Alternatively, use He Initialization (specific for ReLU):
- For weights $W$, initialize as: $W \sim \mathcal{N}(0, \frac{2}{n_{\text{in}}})$

2. Replace Sigmoid Activation in the Output Layer

Why?

Sigmoid activations can cause vanishing gradients for large inputs.

Proposed Change:

Use Softmax for multi-class classification or Tanh for zero-centered outputs.
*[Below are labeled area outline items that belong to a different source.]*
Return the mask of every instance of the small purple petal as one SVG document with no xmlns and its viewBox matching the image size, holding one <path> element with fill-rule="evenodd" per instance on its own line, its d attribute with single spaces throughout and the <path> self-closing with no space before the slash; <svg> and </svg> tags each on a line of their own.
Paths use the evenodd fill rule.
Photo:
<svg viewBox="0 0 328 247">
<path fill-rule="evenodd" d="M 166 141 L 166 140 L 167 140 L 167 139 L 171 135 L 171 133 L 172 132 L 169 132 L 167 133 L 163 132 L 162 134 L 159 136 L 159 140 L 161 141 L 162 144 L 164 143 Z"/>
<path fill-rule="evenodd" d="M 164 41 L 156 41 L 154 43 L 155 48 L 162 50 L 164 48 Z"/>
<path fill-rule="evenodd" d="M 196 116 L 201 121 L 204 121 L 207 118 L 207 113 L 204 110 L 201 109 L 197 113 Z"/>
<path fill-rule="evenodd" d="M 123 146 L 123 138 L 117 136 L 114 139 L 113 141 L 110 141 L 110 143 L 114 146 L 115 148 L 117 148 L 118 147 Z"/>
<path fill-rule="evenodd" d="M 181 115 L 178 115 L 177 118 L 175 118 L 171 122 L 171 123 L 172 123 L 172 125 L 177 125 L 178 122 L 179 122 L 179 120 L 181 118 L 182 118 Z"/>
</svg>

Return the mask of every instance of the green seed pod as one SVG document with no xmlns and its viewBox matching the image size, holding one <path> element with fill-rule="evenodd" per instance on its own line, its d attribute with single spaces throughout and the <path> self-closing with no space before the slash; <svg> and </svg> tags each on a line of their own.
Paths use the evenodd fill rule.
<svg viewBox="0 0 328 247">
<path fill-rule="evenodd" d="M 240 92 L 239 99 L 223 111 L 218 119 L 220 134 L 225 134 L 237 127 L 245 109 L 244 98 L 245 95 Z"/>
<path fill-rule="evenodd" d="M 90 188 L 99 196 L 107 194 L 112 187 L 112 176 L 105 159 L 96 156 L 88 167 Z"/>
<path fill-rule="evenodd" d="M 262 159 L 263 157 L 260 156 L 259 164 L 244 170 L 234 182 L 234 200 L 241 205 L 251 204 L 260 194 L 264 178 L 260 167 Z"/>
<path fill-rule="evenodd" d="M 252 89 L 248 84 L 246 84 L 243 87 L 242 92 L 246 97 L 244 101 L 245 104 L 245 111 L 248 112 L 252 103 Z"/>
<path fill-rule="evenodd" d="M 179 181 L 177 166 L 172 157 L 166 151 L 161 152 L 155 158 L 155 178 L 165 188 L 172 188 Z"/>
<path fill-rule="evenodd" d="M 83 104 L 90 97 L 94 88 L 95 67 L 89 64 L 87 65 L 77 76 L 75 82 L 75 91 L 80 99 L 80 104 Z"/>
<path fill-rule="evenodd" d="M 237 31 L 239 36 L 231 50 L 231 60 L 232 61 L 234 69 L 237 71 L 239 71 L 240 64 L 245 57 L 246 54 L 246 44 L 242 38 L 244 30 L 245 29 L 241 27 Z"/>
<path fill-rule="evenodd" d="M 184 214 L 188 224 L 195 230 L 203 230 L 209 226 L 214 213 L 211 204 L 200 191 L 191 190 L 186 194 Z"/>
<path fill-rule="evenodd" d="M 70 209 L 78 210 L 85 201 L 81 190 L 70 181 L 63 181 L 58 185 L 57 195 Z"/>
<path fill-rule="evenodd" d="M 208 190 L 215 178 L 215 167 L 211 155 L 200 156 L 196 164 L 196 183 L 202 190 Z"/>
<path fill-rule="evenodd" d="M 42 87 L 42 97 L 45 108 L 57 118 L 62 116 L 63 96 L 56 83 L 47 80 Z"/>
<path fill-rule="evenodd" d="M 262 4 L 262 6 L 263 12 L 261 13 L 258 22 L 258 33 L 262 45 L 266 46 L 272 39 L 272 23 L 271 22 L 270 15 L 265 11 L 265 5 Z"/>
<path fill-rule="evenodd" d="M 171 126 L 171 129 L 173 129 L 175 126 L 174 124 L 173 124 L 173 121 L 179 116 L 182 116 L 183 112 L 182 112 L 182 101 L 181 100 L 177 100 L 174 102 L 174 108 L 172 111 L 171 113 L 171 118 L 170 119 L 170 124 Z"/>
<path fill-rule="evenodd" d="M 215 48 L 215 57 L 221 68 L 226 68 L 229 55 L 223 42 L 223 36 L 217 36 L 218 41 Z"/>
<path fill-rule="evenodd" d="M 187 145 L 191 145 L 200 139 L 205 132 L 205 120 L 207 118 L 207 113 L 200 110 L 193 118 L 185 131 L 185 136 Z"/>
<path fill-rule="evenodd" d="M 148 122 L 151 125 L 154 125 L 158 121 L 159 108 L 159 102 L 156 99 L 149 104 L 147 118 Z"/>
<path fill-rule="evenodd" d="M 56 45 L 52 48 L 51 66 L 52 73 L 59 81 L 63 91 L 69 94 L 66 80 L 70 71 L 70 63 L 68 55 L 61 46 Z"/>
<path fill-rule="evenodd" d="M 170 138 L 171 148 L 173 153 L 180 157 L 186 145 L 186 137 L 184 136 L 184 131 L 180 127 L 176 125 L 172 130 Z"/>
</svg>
However, for binary classification:
- Retain Sigmoid but ensure scaled inputs.

3. Modify Network Architecture

Why?

Deeper networks often benefit from regularization and additional layers.

Proposed Changes:

Add Batch Normalization after the hidden layer to normalize activations, improving gradient flow and reducing dependence on initialization.
Add Dropout to mitigate overfitting.

4. Experiment with Learning Rate

Why?

A high learning rate can cause gradients to explode, while a low learning rate can lead to vanishing updates.

Proposed Change:

Use a learning rate scheduler to adapt the learning rate during training.

Final Results

Loss Calculation: $L \approx 0.916$
Weight Initialization Analysis:
- Current weights and biases are moderately scaled but could still cause vanishing gradients (due to Sigmoid) or dying ReLU neurons.
- Issues are not severe but may worsen as the network becomes deeper.
Proposed Improvements:
- Adjust weight initialization with Xavier or He Initialization.
- Replace Sigmoid activation or normalize inputs to avoid saturation.
- Add Batch Normalization and Dropout for better gradient flow and reduced overfitting.
- Use a learning rate scheduler for stable training.
Key Takeaways:
- Proper initialization and architecture design are crucial to prevent vanishing or exploding gradients.
- Activation functions play a significant role in stabilizing training and improving model performance.